3. Hold that position for one second, then slowly return to the start. Perform four sets of 12 reps on each leg.
>>This move strengthens your gluteus maximus and medius, which are vital at keeping your ITB strong.
Laying ITB stretch:
1. Sit on the edge of a bench or firm bed. Lay your torso back and pull the unaffected leg to your chest to flatten your lower back.
2. With your affected leg flat to the bench, maintain a 90-degree bend in that knee. Shift that knee as far inward to the side (towards the other foot) as possible.
3. Hold that position for 30 seconds and repeat four time on each leg.
>>The ITB is difficult to elongate, as it doesn't have nerves that allow you to feel if you're actually stretching it. You might not feel this move in the band but it does isolate it.
Side Laying Clamchell
1. Lie on your side, bending knees and hips to 90 degrees. Wrap a resistance band around your thighs.

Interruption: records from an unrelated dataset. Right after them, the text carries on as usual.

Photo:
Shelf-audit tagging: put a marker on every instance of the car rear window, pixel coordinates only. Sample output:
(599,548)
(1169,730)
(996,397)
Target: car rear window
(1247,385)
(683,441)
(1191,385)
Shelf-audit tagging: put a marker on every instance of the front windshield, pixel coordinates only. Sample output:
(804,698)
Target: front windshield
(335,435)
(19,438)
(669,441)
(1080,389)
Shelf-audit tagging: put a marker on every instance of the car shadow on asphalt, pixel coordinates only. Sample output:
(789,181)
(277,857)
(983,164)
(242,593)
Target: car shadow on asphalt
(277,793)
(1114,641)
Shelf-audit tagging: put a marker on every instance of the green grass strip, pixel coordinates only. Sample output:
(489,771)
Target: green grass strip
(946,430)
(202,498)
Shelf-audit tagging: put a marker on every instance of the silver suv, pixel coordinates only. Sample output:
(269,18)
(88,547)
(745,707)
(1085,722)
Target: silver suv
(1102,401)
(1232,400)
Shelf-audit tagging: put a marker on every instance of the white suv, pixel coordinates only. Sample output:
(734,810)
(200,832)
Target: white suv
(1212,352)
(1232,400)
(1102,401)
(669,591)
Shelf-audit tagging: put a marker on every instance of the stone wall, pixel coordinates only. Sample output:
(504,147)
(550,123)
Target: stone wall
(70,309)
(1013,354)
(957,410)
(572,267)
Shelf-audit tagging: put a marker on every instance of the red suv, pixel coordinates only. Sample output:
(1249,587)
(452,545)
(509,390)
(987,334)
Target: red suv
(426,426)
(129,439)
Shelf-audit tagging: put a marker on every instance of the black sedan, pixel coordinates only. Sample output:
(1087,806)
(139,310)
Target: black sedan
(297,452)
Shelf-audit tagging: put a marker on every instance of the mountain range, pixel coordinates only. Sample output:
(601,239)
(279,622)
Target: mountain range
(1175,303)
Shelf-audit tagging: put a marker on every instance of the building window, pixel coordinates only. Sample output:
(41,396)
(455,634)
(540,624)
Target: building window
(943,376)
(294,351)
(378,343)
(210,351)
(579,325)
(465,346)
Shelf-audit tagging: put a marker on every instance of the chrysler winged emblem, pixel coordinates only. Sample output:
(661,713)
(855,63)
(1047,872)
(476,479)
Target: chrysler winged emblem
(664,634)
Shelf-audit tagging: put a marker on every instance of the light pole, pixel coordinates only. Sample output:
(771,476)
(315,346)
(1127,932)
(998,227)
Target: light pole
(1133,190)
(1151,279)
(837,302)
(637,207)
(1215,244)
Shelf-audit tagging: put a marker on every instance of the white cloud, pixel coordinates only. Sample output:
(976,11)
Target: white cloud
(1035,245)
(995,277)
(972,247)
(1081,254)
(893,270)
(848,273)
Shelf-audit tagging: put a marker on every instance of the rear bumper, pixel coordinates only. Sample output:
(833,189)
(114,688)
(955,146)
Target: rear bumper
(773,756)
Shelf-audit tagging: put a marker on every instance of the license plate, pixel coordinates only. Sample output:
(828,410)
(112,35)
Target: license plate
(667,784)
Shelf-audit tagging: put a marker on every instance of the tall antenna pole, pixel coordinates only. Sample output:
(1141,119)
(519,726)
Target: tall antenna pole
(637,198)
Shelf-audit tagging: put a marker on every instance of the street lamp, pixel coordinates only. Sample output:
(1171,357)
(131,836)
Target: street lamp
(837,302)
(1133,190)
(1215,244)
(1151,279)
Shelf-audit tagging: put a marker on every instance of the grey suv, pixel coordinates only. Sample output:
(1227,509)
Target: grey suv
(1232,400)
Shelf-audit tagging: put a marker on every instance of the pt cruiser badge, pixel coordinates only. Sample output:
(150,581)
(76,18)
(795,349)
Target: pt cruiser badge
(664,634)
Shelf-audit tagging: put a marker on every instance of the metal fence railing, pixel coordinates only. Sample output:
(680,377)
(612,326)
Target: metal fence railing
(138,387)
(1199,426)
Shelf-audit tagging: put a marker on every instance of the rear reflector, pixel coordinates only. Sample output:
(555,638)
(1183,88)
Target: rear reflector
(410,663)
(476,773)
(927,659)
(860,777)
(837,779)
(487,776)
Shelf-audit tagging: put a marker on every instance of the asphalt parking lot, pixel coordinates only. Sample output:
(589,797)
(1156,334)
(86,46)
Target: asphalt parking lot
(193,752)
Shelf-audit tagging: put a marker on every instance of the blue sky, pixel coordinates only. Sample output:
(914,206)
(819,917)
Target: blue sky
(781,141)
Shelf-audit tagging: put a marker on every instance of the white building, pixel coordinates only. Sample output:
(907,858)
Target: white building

2. Lift your top knee up towards the ceiling, making sure that the insides of both feet stay together.
3. Perform 10 to 15 reps, or until you get a burn in the outside of your hip.
>>This move works your gluteus medius (on the outer surface of the pelvis). This muscle prevents your thigh from buckling inward when you run, which is the root of ITB aches.
How long is recovery?
>>Mild: 2-4 weeks
>>Average: 7-8 weeks
>>Severe: 9-24 weeks
Sourse: Willey, David. Runner's World Complete Guide to Running. Emmaus, PA, 2013. Print.